After beginning my study of the Afterlife several years ago, I learned that all spirits return to the Afterlife and that there was no need for a savior. I had been a Seeker who believed in some form of Christianity for most of my 68 year life. The role of Jesus was just not clear anymore to me. I learned that God, who I refer to as Divine Infinite Creator now, is very different than I thought. So, my spiritual journey was seemingly making things less clear, instead of more clear. It’s been a Dark Night for me for a long time!
The concept that Jesus also lived multiple incarnations makes sense to me. That is the process we follow. The story that He progressed to the highest level of the Afterlife and then made it His mission to incarnate one more time (risking His own progress), to observe and tell us how to progress in less (painful) incarnations shows His greatness and great love for us and all Creation. He then followed through with the repercussions of His Plan, that was hijacked, to minister to the souls returning to the Afterlife. He is a loving Lord worthy of our adoration!

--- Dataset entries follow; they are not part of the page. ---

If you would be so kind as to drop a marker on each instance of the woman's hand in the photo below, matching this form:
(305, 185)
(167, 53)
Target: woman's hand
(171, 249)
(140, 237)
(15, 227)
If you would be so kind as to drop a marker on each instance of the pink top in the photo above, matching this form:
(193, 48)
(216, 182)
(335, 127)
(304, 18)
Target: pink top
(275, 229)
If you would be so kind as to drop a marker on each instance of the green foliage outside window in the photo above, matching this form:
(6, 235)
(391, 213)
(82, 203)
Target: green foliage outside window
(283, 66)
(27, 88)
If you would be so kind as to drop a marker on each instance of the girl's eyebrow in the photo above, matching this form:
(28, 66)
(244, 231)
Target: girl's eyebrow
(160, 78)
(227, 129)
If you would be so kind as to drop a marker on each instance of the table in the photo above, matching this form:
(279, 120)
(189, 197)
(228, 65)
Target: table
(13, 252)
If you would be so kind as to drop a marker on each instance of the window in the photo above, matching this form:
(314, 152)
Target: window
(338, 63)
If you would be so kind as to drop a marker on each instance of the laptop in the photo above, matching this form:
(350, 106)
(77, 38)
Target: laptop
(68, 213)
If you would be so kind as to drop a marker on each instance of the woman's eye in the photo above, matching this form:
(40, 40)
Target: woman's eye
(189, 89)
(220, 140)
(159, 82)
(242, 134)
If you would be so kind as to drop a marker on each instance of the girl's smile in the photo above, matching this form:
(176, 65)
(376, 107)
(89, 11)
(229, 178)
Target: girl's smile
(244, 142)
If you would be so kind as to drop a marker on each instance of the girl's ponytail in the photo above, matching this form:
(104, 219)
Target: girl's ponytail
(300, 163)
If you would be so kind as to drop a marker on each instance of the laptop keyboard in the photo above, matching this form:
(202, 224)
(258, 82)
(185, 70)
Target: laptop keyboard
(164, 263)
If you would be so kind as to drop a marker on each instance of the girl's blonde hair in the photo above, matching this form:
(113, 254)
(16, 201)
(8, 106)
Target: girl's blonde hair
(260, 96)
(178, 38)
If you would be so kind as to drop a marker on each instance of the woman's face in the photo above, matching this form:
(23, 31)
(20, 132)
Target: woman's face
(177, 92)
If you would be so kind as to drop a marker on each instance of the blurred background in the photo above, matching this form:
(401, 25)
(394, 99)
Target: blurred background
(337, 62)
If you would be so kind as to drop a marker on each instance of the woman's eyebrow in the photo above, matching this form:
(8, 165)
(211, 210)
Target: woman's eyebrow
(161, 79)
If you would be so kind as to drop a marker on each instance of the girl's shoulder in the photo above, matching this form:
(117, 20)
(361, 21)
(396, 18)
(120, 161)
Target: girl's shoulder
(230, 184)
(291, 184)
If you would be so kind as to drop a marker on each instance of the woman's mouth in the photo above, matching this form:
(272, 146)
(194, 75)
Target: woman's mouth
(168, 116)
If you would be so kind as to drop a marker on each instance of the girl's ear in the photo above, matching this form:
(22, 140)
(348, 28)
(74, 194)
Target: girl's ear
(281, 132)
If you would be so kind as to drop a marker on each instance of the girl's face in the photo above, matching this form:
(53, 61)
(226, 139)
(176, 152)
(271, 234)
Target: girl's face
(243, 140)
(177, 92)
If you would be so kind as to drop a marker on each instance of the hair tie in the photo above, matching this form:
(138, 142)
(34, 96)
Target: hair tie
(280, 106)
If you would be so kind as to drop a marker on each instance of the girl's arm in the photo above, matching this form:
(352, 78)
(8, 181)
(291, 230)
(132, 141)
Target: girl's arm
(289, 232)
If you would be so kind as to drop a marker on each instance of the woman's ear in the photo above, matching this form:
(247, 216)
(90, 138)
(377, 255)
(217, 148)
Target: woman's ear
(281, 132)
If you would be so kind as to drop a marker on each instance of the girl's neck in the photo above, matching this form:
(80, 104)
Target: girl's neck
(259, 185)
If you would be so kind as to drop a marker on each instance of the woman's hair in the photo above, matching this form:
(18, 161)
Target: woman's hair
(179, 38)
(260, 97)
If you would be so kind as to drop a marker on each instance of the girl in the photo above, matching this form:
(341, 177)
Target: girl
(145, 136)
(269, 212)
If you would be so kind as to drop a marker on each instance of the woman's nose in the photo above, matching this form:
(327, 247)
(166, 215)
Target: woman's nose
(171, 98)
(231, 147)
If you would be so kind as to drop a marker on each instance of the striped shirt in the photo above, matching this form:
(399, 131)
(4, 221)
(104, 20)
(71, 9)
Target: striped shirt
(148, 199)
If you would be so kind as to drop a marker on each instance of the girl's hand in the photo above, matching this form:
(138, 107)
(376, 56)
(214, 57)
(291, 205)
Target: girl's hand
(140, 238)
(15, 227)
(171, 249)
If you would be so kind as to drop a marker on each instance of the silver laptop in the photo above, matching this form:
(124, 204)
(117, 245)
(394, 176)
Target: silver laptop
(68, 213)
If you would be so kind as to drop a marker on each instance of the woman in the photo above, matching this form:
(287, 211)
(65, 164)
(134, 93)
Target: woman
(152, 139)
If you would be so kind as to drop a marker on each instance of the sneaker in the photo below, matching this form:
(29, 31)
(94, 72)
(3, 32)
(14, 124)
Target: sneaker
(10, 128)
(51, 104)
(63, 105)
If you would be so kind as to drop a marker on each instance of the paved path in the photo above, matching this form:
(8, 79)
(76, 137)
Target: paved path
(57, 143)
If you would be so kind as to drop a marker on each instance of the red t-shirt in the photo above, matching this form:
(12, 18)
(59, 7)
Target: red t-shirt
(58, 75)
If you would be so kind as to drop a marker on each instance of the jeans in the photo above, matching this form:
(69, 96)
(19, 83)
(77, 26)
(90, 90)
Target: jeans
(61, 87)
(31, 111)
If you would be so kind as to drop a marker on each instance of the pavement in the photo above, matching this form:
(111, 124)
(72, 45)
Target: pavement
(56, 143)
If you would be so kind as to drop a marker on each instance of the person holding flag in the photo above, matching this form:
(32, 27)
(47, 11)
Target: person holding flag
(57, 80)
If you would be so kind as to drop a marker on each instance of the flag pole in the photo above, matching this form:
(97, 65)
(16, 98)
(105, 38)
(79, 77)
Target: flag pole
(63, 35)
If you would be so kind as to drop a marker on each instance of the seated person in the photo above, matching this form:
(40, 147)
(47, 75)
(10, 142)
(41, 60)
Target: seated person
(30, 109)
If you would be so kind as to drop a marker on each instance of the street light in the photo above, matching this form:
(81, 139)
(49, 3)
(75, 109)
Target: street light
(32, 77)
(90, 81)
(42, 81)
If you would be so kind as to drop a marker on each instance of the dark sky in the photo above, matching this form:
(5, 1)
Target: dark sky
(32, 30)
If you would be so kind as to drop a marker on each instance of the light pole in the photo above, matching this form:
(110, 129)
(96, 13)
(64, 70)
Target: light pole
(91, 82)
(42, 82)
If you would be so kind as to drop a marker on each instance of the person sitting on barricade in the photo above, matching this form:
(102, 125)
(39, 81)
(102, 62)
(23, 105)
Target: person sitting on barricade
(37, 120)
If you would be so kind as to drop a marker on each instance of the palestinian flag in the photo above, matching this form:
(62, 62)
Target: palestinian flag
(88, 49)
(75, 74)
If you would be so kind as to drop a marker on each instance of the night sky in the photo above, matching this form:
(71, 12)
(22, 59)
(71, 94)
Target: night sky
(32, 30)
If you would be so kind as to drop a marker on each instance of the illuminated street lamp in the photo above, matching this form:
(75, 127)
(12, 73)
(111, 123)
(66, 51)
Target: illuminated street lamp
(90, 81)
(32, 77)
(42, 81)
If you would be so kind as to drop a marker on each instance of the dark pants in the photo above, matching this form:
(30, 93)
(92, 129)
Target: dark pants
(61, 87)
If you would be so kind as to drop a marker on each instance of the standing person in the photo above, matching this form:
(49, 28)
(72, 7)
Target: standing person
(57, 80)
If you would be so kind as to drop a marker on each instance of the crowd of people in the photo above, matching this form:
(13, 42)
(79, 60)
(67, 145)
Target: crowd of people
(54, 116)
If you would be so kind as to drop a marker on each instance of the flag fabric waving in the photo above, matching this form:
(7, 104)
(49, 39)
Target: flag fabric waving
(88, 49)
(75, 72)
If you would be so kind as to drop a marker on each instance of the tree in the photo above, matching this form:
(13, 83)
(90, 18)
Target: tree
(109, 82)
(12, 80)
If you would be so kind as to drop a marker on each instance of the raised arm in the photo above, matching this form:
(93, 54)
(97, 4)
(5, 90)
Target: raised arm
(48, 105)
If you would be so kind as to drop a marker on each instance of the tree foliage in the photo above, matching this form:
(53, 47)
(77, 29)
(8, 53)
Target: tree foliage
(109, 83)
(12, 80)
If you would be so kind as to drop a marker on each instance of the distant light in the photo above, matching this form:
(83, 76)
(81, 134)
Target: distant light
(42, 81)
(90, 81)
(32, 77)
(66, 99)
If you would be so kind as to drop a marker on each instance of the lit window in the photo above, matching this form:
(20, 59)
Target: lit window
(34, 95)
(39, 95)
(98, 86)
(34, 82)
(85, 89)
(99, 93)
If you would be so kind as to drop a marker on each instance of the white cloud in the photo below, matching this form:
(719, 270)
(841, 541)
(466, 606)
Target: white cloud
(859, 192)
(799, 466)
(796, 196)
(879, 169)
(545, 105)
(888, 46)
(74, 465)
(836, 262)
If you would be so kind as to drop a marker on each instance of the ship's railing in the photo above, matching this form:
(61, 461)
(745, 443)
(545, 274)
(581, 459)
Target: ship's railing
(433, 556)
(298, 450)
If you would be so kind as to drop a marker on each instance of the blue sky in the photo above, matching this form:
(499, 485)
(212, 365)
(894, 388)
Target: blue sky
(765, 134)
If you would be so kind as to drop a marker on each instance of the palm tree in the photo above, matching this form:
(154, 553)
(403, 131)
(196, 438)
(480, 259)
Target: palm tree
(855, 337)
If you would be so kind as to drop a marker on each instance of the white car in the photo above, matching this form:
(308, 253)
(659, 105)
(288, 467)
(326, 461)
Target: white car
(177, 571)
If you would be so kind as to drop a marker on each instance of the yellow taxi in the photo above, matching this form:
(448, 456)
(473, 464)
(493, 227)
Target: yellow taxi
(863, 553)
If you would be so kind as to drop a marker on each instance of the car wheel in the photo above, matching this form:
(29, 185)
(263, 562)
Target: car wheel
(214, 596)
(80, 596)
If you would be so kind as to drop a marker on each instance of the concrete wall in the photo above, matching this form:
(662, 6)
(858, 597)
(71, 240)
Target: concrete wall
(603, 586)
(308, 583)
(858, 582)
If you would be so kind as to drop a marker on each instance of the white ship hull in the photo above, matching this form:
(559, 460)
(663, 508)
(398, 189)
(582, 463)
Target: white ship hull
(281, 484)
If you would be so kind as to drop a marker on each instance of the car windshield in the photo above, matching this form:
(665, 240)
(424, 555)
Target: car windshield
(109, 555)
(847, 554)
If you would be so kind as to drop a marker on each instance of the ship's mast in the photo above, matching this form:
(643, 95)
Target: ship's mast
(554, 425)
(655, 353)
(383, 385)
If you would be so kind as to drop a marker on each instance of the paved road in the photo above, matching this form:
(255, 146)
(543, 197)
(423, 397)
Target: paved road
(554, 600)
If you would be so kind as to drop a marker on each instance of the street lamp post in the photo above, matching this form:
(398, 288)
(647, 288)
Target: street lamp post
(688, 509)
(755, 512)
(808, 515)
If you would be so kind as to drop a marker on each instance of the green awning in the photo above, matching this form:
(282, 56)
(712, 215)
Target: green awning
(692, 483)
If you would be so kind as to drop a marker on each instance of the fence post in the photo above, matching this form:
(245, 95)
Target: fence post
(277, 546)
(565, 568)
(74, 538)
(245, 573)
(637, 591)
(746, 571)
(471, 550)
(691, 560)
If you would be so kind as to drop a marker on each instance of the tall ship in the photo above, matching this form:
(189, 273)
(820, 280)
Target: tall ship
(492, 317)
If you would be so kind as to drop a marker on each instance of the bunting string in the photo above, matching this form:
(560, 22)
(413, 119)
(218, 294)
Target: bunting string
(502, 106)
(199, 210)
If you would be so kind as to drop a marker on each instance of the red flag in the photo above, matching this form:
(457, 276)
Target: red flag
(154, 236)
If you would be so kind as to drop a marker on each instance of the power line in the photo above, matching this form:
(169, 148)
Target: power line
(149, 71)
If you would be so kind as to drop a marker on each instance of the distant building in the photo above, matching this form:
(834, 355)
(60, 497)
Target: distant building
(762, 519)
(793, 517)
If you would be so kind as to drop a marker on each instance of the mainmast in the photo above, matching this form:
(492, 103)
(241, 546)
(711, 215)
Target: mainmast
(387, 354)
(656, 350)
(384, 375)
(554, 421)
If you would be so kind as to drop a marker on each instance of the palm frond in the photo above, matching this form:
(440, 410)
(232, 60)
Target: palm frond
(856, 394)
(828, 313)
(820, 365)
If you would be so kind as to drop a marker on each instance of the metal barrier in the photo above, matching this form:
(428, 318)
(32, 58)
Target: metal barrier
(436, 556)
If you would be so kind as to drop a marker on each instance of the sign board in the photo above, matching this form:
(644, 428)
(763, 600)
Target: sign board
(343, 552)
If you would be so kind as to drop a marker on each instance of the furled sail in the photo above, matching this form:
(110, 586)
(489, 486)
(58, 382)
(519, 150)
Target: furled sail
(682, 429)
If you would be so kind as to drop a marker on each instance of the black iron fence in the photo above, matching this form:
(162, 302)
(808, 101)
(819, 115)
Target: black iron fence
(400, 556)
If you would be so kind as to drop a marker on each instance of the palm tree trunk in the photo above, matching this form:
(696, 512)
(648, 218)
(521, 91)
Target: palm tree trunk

So, thanks for your part in my journey. I don’t feel well most of the time and that drags me down, but as I wrote my aborted comment last week, I realized that I am still progressing. It’s just not the way that I hope or imagine it to be.
Be blessed by the Divine,
David D.
Funny … I meant that you are an “incarnated” soul, not “incarcerated“ soul. I shouldn’t have accepted my iPhone’s suggestion. Although, Earth School does feel like a prison sentence sometimes and we can’t get out of it, even when we feel that we’ve “done our time.”
Take care,
David D.
Hi David,
I suspect our souls think of it as incarcerated as well when we do silly things and all they can do is observer.
I decided my job is to give my soul the experience he will never forget. I just hope he doesn’t need therapy when I am finished.
Have a great day!
Oh my dear Thomas, I cannot even imagine…?
Oh my beautiful David D, thank you for speaking so frankly here! What you have shared is wonderful, and it is a gift to those who read these comments. My dear one, if the night has felt dark and if you are feeling ill now, then you are being given more peace and understanding as well, which you are also seeing is indeed beautiful! No, you are right: this earth-life certainly is not easy. It isn’t meant to be easy, and in that struggle comes the richest spiritual growth of all. You very wisely see what is Jesus’s real gift to us! His choosing to incarnate from the Godhead to observe, and then to teach us how to achieve the same spiritual growth that He was able to achieve; and then when Constantine created his destructive Christianity that harmed so many people, Jesus without complaint healed Christianity’s victims in their hundreds of millions, and in doing that He taught us what love truly is. His greatest gift of all.